PB: Only when we weren’t able to spin off they weren’t allowing me to do any. In 2004, I went to GE and said our growth is dropping down enormously. We will never be able to grow enormously, you will lose all the people—this business has value spin it off. And fortunately, they agreed and said alright, we will keep 40% and 60% goes to private equity. In January 2005, we became an independent company called Genpact. The first customer was Carlos Ghosn of Nissan who I remember very fondly because it was the fastest win that we had. I sat opposite to him in Oberoi Mumbai and he asked me what do you do? I said we do backend processes. He asked what the result is. I will deliver 40 per cent saving. He asked me whether I do this for GE. I said yes. And he gave me the contract. I think the robustness that we got from serving a client like GE who is internal but ultimately extraordinarily demanding, extraordinarily disciplined was invaluable. GE is the one who helped a lot of companies like TCS who also do project management and learn how to do those things.
"Having worked in the US and the UK for 25 years, I could compare the calibre of the people anywhere in the world. They were as good, except, they cost a fraction"
GN: Moving on to the current timeline, say 15 years ahead from 2005, how has the organisation grown in terms of width, depth and volume?
PB: I have pluses and minuses on that—one expanded wonderfully with a lot of great value-added services such as analytics, research, financial analysis; things that are happening which are cutting-edge, which are really showing the way higher-end services can be delivered out of India. Having said that, I don’t think that our industry has evolved the way it could have. We should be making products. What kind of products?
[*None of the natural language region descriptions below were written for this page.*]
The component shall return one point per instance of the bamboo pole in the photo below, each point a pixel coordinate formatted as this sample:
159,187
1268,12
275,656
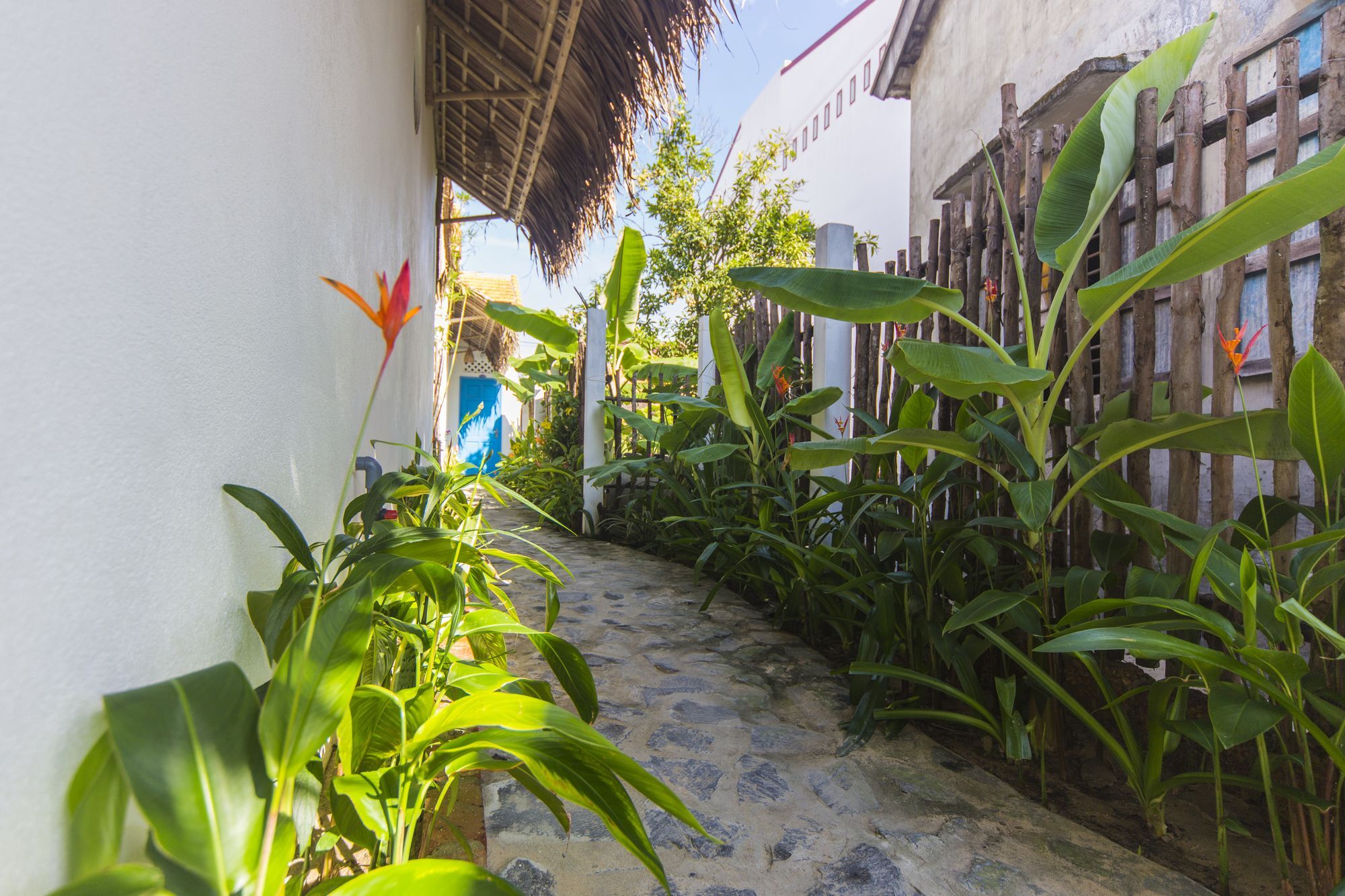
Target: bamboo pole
1011,136
1280,306
1330,307
1186,381
1229,306
1143,318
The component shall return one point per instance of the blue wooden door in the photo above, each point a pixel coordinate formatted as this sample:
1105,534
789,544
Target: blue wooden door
481,434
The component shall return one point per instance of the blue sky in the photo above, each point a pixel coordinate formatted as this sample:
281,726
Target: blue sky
730,76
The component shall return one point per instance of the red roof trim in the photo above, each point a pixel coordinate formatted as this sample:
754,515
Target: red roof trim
822,40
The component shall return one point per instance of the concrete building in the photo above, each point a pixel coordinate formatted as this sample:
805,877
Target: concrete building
848,149
949,58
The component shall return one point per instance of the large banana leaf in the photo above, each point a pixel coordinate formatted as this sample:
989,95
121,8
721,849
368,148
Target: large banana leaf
623,284
964,372
543,326
1305,193
1096,161
189,747
859,296
428,877
315,680
1317,416
96,811
1204,434
732,376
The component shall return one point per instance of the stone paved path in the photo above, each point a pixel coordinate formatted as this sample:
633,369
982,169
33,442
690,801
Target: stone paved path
742,721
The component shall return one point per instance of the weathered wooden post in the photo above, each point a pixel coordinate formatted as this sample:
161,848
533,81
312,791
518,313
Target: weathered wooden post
833,339
705,369
591,409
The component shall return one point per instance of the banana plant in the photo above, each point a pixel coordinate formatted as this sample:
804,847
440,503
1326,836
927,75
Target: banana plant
1083,184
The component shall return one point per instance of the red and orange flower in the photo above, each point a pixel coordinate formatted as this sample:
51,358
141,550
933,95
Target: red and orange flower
1230,346
392,314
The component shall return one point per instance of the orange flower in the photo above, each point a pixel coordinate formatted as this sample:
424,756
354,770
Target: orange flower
392,314
1230,346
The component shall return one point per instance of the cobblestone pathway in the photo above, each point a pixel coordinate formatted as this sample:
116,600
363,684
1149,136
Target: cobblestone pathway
742,721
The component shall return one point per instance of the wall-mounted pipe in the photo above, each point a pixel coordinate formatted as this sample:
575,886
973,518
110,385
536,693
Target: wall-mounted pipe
372,469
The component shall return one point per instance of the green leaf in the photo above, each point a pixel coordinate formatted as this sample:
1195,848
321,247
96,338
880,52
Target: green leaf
1096,161
564,658
987,606
709,454
543,326
809,404
732,376
857,296
825,452
1239,717
189,748
778,352
962,372
428,877
315,678
917,415
96,811
622,288
1204,434
1032,501
119,880
1317,416
1305,193
276,520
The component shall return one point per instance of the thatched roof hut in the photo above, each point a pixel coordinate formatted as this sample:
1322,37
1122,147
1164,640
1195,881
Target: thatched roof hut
537,101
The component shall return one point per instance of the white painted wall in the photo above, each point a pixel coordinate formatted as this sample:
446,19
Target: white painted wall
176,177
856,171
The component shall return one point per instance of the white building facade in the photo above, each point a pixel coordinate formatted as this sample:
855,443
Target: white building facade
848,147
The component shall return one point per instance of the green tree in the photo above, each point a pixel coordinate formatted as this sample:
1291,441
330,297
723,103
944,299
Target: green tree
700,237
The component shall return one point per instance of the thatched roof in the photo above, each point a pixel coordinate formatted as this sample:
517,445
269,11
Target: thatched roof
479,331
558,87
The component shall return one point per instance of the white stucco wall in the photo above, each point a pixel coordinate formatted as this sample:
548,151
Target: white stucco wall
176,177
856,171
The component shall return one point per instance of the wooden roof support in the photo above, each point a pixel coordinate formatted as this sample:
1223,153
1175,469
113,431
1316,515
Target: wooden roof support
490,56
572,19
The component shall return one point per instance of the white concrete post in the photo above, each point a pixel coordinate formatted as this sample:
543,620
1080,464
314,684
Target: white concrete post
591,415
705,369
833,341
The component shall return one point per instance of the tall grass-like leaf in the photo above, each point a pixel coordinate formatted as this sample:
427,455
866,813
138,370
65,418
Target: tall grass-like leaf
189,747
428,877
1202,432
622,287
1096,161
962,372
1305,193
315,680
543,326
1317,416
96,810
732,376
857,296
778,352
276,520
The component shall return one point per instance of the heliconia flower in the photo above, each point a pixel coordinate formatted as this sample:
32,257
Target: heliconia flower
392,314
992,287
1230,346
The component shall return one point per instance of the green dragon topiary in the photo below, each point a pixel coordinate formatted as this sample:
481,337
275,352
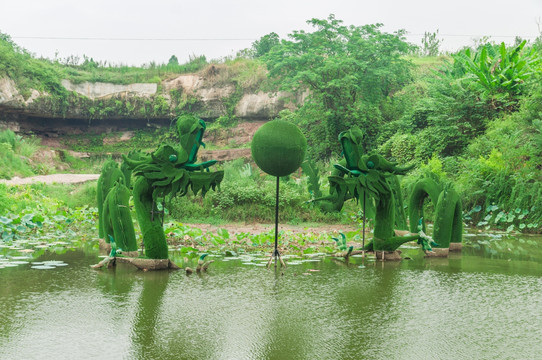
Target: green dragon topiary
371,176
448,217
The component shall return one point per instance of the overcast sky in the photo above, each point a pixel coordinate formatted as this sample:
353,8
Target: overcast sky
219,28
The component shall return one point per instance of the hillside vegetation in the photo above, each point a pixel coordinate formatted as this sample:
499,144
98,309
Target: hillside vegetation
473,117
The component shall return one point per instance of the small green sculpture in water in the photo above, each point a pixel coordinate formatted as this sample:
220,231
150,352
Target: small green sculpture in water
169,171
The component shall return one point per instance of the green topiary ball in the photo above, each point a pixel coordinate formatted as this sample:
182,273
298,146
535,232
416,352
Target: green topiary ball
278,148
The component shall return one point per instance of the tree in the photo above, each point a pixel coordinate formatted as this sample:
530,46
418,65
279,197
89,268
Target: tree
265,44
430,44
348,70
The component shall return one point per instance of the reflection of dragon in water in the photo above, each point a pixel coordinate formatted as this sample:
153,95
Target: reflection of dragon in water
169,171
372,178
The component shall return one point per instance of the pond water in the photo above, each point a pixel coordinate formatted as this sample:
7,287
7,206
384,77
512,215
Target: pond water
485,303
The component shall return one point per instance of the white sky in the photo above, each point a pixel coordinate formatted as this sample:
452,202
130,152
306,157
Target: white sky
235,24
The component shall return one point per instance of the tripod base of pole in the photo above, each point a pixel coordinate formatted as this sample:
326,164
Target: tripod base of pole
275,255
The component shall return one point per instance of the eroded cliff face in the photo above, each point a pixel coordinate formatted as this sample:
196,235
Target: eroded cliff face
100,107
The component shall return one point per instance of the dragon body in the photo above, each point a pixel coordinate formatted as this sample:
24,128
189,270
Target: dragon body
169,171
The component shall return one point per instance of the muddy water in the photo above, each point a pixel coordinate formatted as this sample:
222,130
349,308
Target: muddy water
485,303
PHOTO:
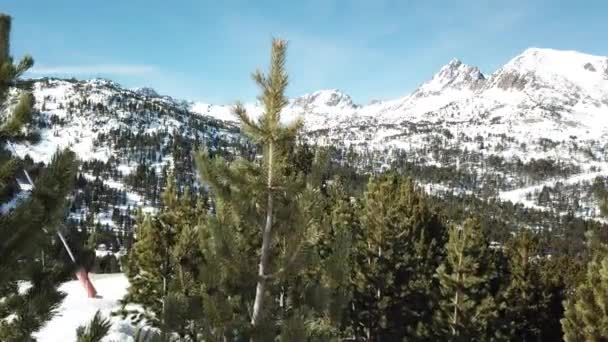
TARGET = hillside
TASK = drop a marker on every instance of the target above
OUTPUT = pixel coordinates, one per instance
(534, 132)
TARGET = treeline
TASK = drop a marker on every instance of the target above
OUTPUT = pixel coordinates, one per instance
(283, 250)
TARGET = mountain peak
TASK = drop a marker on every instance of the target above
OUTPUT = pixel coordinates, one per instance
(538, 66)
(146, 91)
(327, 98)
(454, 75)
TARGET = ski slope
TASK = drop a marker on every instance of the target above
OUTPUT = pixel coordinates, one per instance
(78, 310)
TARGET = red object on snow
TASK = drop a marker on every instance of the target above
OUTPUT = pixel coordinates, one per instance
(83, 277)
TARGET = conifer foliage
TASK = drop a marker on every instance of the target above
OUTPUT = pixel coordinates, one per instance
(396, 254)
(30, 217)
(586, 314)
(467, 308)
(264, 259)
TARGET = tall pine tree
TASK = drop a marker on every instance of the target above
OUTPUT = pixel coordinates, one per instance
(586, 314)
(264, 273)
(523, 302)
(467, 309)
(398, 249)
(27, 225)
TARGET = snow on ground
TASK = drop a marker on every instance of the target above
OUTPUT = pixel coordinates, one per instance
(78, 310)
(519, 195)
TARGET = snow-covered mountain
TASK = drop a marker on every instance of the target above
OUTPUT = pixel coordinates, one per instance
(544, 107)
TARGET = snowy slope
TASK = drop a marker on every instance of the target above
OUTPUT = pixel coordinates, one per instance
(77, 309)
(543, 104)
Just like ADP has a payroll, we should have a financial accounting product, we should have products where people come in and use our box and are delivered an output and a service. We just haven’t evolved to that point which I feel sad about.
GN: Is it because of easier picking in services and there is too much of a hassle to make products?
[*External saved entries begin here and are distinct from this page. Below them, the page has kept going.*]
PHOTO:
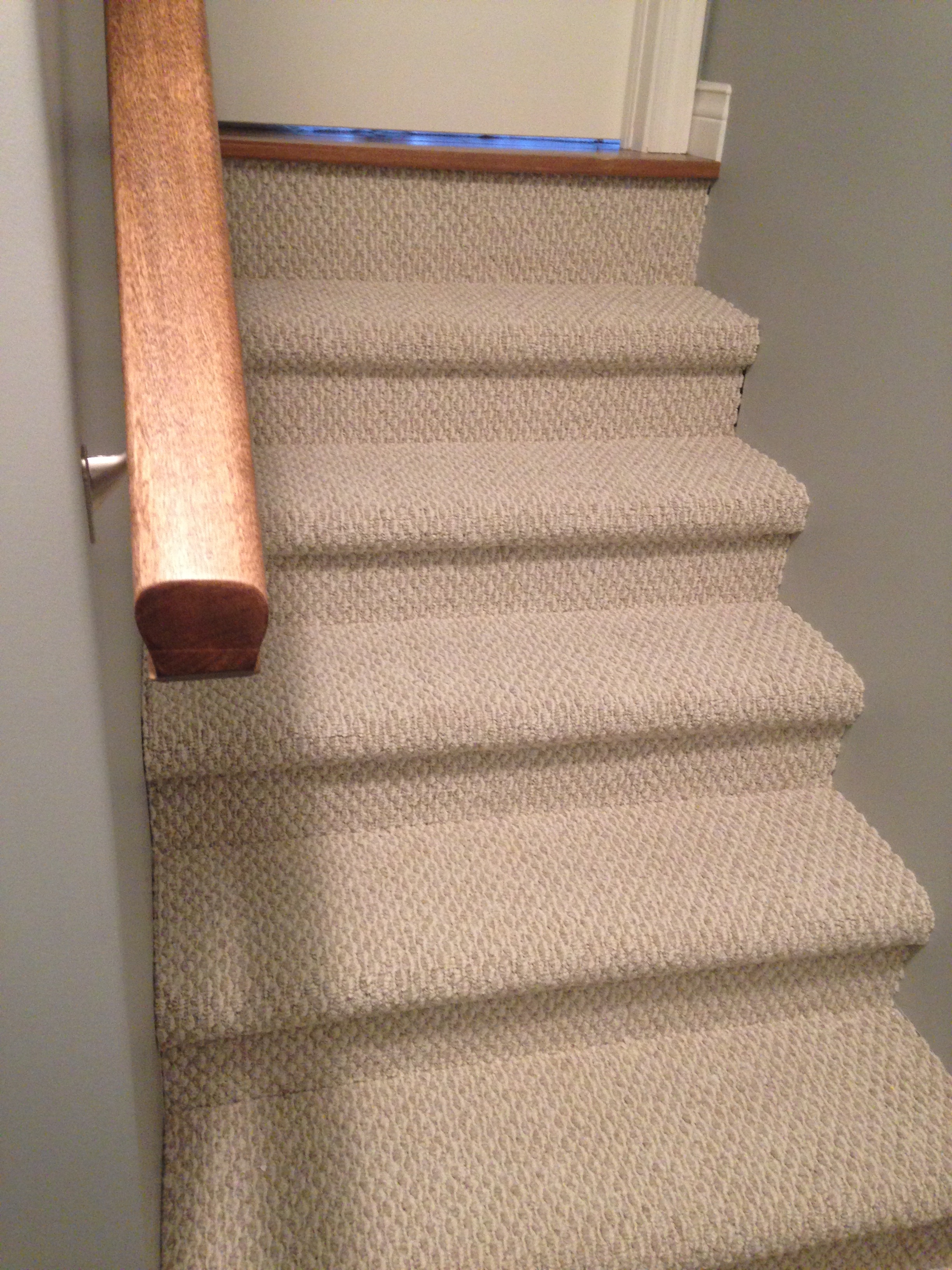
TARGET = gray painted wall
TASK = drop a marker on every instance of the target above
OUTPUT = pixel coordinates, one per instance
(832, 224)
(80, 1112)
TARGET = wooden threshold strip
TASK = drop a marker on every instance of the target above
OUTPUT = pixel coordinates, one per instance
(295, 145)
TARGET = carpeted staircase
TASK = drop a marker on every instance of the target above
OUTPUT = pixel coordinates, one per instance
(509, 919)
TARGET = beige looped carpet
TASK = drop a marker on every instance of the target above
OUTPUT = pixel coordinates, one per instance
(508, 920)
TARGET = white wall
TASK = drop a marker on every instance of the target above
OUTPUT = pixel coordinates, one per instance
(544, 68)
(831, 223)
(80, 1117)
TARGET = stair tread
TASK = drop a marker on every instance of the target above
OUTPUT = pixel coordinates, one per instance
(673, 1151)
(340, 498)
(318, 324)
(259, 934)
(490, 681)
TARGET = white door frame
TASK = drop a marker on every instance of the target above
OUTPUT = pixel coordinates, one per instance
(663, 96)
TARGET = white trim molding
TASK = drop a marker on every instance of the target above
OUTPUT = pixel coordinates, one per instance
(665, 54)
(709, 124)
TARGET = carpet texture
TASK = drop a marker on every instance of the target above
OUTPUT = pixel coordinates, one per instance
(508, 919)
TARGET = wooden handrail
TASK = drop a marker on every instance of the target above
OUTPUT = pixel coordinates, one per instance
(201, 601)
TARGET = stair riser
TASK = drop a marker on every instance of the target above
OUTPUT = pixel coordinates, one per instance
(290, 407)
(326, 221)
(291, 1051)
(399, 587)
(391, 1174)
(352, 798)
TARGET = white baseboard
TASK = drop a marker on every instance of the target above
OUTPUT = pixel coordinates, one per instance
(709, 124)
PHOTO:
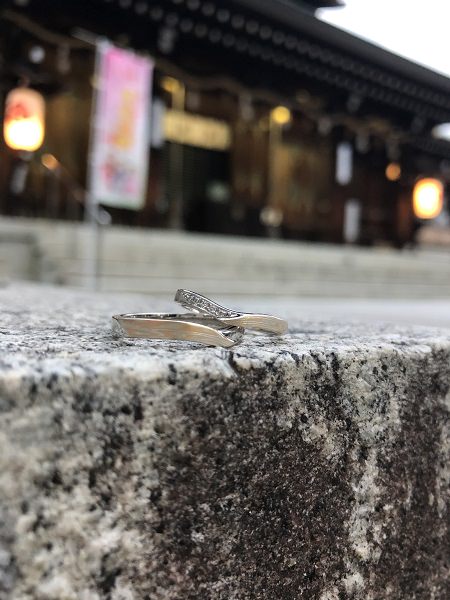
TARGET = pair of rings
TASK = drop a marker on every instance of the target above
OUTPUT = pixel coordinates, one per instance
(208, 323)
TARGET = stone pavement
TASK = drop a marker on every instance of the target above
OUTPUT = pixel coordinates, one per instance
(310, 466)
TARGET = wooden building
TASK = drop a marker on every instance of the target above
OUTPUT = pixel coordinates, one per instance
(290, 125)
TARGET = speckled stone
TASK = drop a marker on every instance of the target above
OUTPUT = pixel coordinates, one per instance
(310, 466)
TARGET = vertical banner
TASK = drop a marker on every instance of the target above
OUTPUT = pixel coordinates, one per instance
(120, 128)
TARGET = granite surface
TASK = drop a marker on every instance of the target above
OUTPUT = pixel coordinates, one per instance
(310, 466)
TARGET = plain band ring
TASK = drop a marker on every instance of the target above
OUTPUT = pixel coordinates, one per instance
(203, 329)
(202, 305)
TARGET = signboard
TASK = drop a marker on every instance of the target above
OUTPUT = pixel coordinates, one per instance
(194, 130)
(120, 128)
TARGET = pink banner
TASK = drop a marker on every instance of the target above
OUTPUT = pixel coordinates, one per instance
(120, 128)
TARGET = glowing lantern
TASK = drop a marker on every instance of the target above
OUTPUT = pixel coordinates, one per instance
(23, 125)
(428, 198)
(281, 115)
(393, 171)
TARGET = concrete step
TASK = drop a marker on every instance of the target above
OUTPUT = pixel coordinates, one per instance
(156, 261)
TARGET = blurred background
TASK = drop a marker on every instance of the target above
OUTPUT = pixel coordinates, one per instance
(260, 149)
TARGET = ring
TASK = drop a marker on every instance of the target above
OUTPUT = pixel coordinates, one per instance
(203, 329)
(202, 305)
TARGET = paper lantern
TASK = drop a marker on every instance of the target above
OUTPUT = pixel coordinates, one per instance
(428, 198)
(24, 125)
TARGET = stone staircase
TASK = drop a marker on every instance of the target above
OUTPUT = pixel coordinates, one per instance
(155, 261)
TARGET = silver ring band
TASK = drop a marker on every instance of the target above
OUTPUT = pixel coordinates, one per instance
(203, 329)
(202, 305)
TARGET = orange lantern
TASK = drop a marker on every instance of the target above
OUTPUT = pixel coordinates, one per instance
(428, 198)
(24, 125)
PB: It is some essence of easier picking but I honestly believe that there is a lack of risk-taking. People are not taking risks, whereas, if you look at the margins of the companies that make terrific margins, they make these kinds of products. Now for us to bundle them and try and sell them would have been a magnificent idea and it is something that I tried when I was there. If I would have stayed for some more time I would have done it for sure. But I don’t think we invested time, money and energy into thinking about how do I build a mortgage product, how do I build an insurance product, why shouldn’t every bank in the world processes its mortgages through a product that we build or a platform that we build?
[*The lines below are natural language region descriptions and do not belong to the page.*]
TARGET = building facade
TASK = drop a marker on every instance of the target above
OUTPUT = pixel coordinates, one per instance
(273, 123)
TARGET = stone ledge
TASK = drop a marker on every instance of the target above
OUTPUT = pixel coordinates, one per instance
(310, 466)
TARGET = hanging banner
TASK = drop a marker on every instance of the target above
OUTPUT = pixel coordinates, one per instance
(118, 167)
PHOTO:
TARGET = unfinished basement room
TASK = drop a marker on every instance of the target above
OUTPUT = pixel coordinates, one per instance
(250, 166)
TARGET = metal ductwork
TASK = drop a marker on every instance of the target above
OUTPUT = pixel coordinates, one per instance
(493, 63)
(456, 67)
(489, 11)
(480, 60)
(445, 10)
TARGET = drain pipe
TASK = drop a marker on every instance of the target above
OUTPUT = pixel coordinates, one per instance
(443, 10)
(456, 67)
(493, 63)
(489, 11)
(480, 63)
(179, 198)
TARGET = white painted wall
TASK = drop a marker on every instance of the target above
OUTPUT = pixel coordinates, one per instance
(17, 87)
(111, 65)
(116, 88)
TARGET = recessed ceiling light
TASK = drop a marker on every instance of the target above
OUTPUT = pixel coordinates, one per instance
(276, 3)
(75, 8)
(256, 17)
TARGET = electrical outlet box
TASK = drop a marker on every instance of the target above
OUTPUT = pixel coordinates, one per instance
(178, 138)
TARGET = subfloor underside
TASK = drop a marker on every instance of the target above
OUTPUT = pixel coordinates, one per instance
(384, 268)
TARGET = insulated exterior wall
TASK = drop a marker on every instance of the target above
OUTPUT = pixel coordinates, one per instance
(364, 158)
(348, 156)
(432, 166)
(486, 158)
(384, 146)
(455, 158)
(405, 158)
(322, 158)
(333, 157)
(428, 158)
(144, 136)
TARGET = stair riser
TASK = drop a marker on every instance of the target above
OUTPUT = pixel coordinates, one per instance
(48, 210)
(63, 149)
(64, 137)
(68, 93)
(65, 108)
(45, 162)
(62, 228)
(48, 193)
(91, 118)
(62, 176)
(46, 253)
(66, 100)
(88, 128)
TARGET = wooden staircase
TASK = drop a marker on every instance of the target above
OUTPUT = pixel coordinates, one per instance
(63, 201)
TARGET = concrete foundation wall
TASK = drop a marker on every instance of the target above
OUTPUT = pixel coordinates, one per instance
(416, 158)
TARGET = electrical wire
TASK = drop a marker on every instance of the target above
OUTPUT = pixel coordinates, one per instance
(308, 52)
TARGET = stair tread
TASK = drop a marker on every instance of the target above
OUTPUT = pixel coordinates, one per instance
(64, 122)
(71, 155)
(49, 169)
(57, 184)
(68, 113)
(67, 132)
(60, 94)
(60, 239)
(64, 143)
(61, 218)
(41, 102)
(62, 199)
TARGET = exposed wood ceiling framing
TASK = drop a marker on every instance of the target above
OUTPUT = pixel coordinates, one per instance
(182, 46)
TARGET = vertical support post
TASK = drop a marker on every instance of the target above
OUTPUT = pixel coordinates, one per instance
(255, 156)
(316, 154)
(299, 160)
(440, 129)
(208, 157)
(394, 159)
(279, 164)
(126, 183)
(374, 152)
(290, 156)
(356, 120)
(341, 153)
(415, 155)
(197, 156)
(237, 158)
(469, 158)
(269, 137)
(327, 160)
One thing that we tried hard at Genpact was to try to be better than our customers at what we would do, become the experts in that area and I wondered to what extent we have achieved that because we should be experts, we should be the best in class at whatever we are doing because that’s our business. And yet I wonder if we have moved far away from being owners to being designers.
GN: I keep hearing from a lot of CEOs today that we have moved beyond outsourcing to optimisation and we are able to add value back to the customer by just telling them how to do better. Is that really happening or it is an anecdote?
PB: It is happening and it is huge. We started with six sigma, one of the reasons to embed six sigma in our operations was because we want to offer our clients product. We want most of our contracts based on that. We would tell these are the people who will deliver six sigma and lean efficiencies to you every single day. But that is still using a defined process, it isn’t transforming it, it isn’t changing it completely and saying throw that out, plug into our platform and I will do it for you for a lot of money but at a tenth of the cost for myself and much lower cost for you. We also lost the advantage and I blame myself and the IT industry, the moment you start pricing per person, your productivity goes out of the window or you don’t get paid enough etc. Look at the margin Cisco and Microsoft make that is what you make on products. I think Cisco makes a 40 per cent operating margin. The moment you are pricing per person, you will manage per person.